ここにヤンの第十三艦隊とラインハルト、キルヒアイスの艦隊とが会敵し、静かに戦いが始まる。
艦隊の動きだけを見れば、平凡な戦いにも見えただろう。決して目を見張るような速さも華麗さもない。
しかしそれは剣の達人同士の戦いを観戦するのに似ている。
極限まで集中した頭脳でお互いに裏の裏を読みつつ進み、一瞬の気の緩み、または悪手が致命傷になる。
そこにはラインハルトの天才の閃きがある。ヤンの魔術的な心理戦術がある。
お互いにオーソドックスな布陣から始まった。
その編成は中央部、右翼、左翼の各隊、中央のすぐ後ろに本隊を置く定石といえる形だ。
ここから開始された平凡な長距離砲撃の中にも感じるものがある。
今戦う相手は、これまでとは全く違う。
優れた音楽家は楽譜の隅から隅まで鮮やかに意味を感じるという。コンサートでは最初の一音でレベルが明らかになるものだ。それと同じである。
だがここから変化を作り出すのだが、最初に仕掛けてきたのはヤンの方だ。
わざと自陣中央部に間隙を作った。その後ろにいるヤンの本隊を一直線に狙えるように。
「何のつもりだ。わざとらしい」
ラインハルトはあっさり罠だと喝破した。しかし同時に考える。
「わざとらし過ぎる罠。お互いに無能であるはずのない戦い、ならば目的は一体何か。意味がないはずはない」
気になる。罠でないと仮定したら、もちろん突撃して敵本隊を叩くチャンスだ。
ラインハルトは果断さを発揮した。
「罠と思わせて迷わせ、動きに躊躇させるのが目的だ。では敵の裏の裏をかいてやる。突撃して敵本隊を叩く。紡錘陣形をとれ」
ラインハルトは一気に突入を図った。
途中まで抵抗はなかったが、途中からはそこそこミサイルの雨が来る。しかも今発射されたミサイルではなく、ラインハルトの艦隊がこのルートに来るだろうと予測して遠距離から撃たれたものだ。だがラインハルトが奏でる芸術的な艦運動はそれを被害最小限で避けきるのを可能にした。
これで罠は食い破った。
「敵本隊を撃滅する。全艦最大戦速!」
こう命じた直後に、ラインハルトには何か引っかかるものがあった。
おかしい。この程度の罠か。そんなはずがあるか! それが閃きを生む。
「右翼にいるキルヒアイスに伝達。急に動いた敵がいれば逃さず撃てと」
ラインハルトが進むといきなり効果的なビームの束が来た。帝国艦に爆散が相次ぐ。
このルートは狙いすましたクロスファイヤーポイントだったのだ。
予め狙点とタイミングを連動させて待ち構えている。
一発命中程度なら大型艦はシールドでなんとかしのげるが、同時にいくつも直撃を受けてはたまらない。

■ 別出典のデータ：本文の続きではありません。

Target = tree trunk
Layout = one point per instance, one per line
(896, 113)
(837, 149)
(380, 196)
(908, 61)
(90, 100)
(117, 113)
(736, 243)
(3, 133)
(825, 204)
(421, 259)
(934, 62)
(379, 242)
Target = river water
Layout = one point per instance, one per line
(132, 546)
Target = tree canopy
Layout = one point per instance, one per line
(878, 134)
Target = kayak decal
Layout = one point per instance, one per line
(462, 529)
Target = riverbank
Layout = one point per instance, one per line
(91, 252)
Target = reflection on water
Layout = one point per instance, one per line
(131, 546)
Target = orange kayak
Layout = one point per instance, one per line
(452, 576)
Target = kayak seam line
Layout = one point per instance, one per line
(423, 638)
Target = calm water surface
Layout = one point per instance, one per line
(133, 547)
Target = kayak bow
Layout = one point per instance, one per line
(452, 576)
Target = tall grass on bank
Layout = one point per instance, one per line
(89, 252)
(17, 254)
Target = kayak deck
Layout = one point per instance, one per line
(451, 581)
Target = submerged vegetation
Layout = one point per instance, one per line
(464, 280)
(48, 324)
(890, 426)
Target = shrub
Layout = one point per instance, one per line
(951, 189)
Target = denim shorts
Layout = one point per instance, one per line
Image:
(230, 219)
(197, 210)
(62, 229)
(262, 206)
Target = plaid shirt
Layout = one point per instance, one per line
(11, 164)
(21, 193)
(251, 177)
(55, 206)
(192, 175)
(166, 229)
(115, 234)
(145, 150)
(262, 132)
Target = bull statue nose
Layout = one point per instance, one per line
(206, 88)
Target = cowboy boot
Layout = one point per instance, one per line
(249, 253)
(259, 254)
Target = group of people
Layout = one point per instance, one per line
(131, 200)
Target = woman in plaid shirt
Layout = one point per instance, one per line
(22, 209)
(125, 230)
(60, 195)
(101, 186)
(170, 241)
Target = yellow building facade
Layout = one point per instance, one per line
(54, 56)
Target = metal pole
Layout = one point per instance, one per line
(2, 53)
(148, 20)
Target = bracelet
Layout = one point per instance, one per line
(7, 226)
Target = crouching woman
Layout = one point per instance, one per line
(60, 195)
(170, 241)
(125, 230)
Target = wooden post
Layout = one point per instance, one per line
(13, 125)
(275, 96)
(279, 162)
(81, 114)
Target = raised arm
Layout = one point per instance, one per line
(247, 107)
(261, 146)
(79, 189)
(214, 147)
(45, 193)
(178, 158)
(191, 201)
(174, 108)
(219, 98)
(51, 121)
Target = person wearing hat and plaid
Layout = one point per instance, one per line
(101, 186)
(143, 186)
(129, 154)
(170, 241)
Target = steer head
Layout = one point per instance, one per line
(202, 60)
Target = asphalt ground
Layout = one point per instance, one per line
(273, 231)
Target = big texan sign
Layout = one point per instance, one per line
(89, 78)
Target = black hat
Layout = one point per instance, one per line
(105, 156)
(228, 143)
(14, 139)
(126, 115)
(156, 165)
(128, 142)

ラインハルトの側に損失艦数が急激に増える。果敢に反撃を試みたがうまくいかない。それもそのはず、単純なクロスファイヤーではなく、最前列は撃たずシールドを最大限にすることに徹し、そのすぐ後方に隠れた艦からの砲撃によるクロスファイヤーという悪辣ぶりである。
ヤンの深い心理戦術であった。
罠と感じていても、人はいったん意識するとなかなか振り払えないものである。まして相手の本隊を早期に撃滅できるかもしれないという美味しいエサがあるのだ。
逡巡していても、必ずかかる。ヤンにはその確信があった。
ヤンの手立てはそれだけではない。
先のミサイル攻撃は激し過ぎず、弱すぎず、絶妙なところに置いている。 これが罠であり、それに対処できたと安心させて更におびき寄せる。
後はクロスファイヤーで撃ち減らし、それを加速度的に濃密にすることによって立ち直れないほど消耗を強いる。
それで終わらせる。
ヤンを横で見るフレデリカは、ここまで精緻に編まれたヤンの魔術に声も出ない。
しかし、このヤンが一目置く人物がいるのだ。
それがキャロライン・フォーク。私の親友。涙もろくて心は熱い。類を見ないブラコン。他の男には決して攻略されない亜麻色の要塞。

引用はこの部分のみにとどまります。